When contracting parties are considering the consequences of a potential breach of contract (whether in the context of COVID-19 or otherwise), the issues they should assess include the following:

1. Whether there has been a breach of the contract, and if so, whether the relevant obligation nevertheless remains capable of performance.

2. Whether damage has been (and/or inevitably will be) suffered, and if so, whether it:

  • Resulted from the breach (i.e. whether there is a causal link between the breach and the damage) and was direct and foreseeable (in which case, damages may be recoverable). 
  • Was as a result of an ‘external cause' (e.g. force majeure) (in which case, damages may be irrecoverable);
  • Was a result of an ‘exceptional circumstance' (in which case, damages may be adjusted should a court or tribunal decide to adjust the contractual obligations);
  • Could have been mitigated (in which case the court or tribunal may take this into account when assessing the quantum of damages).

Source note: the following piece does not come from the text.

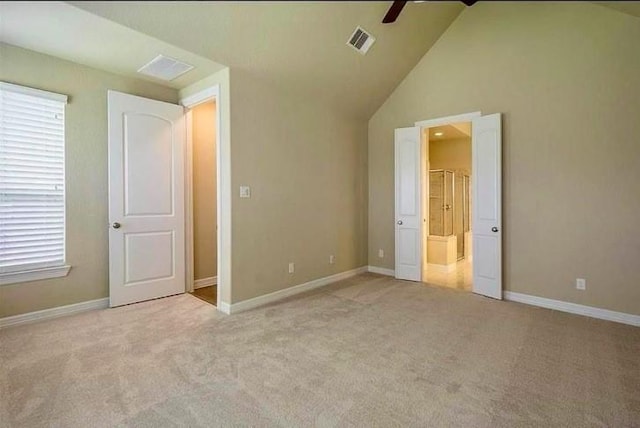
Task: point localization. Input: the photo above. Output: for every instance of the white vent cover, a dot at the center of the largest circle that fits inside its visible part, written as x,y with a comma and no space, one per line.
165,68
360,40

3. What other remedies may be available under the contract and at law.

In practice, it is not always a straightforward matter to determine what damage has resulted from what breach, as there are often a myriad of relevant or allegedly relevant and competing events at play. Courts and tribunals are frequently required to conduct the difficult balancing act of assessing the fair amount of compensation payable in the circumstances. As ever, good record-keeping is essential in order to maximise the prospects of persuading the court or tribunal to exercise that assessment in one direction or the other.